U.S. officials said they were discussing the possibility of a cease-fire, with proposals coming from the Egyptians, Turks, United Nations officials and the four-party diplomatic group called the “Quartet.” It includes the U.S., the European Union, Russia and the United Nations.

Ehud Barak, the Israeli defense minister, said Friday that Israel would consider international monitors to ensure that both sides observe a cease-fire.

The Israelis would like guarantees that Hamas would not only halt missile and mortar fire, but would also agree to a verified halt to arms shipments, so that its strength could not increase again once the fighting is halted.

The ongoing violence and the threat of a bloody infantry and tank invasion have roiled Palestinian public opinion.

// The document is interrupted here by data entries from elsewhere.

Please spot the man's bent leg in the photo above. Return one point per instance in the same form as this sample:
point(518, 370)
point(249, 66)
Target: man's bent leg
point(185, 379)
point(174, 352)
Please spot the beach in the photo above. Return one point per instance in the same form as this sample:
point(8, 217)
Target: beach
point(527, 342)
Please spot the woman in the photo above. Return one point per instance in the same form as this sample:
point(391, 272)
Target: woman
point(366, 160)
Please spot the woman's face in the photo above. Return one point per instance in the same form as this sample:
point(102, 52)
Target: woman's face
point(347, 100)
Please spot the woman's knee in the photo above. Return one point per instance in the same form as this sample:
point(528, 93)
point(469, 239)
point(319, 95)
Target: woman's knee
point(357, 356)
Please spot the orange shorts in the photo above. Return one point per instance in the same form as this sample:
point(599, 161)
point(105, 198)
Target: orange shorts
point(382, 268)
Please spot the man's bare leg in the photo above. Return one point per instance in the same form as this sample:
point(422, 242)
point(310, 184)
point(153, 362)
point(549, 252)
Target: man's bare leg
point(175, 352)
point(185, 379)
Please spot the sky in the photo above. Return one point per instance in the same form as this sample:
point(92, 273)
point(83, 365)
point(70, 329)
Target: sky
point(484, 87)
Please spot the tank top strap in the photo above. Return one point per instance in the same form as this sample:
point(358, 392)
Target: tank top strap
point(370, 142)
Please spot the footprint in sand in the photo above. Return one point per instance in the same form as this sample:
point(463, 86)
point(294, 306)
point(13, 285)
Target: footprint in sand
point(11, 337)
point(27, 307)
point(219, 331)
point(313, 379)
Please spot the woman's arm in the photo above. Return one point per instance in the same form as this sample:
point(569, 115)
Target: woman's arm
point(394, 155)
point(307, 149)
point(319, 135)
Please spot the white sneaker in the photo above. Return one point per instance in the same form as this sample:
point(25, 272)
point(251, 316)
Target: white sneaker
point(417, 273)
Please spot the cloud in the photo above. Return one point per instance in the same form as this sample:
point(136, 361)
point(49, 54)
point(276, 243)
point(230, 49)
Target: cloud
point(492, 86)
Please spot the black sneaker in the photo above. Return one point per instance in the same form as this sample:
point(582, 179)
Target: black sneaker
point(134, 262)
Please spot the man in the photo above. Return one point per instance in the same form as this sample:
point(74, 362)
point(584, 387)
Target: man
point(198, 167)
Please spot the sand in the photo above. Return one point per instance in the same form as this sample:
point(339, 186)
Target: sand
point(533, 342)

Protesters in Arab East Jerusalem and in the occupied West Bank clashed Friday with both Israeli soldiers and security forces from the West Bank-based Palestinian Authority, which is run by the Fatah faction, a rival Palestinian group to Hamas.

Palestinian Authority police disrupted a large pro-Hamas demonstration in the center of the West Bank city of Ramallah. Pro-Hamas supporters outnumbered those from Fatah and other Palestinian factions at a mass protest rally.

Hamas defeated Fatah in Palestinian parliamentary elections in January 2006 but was shunned by Israel and the Western powers for its refusal to formally recognize Israel’s right to exist. After a short-lived Fatah-Hamas unity government collapsed, Hamas fighters took full control of Gaza.

The New York Times and The Associated Press contributed to this article.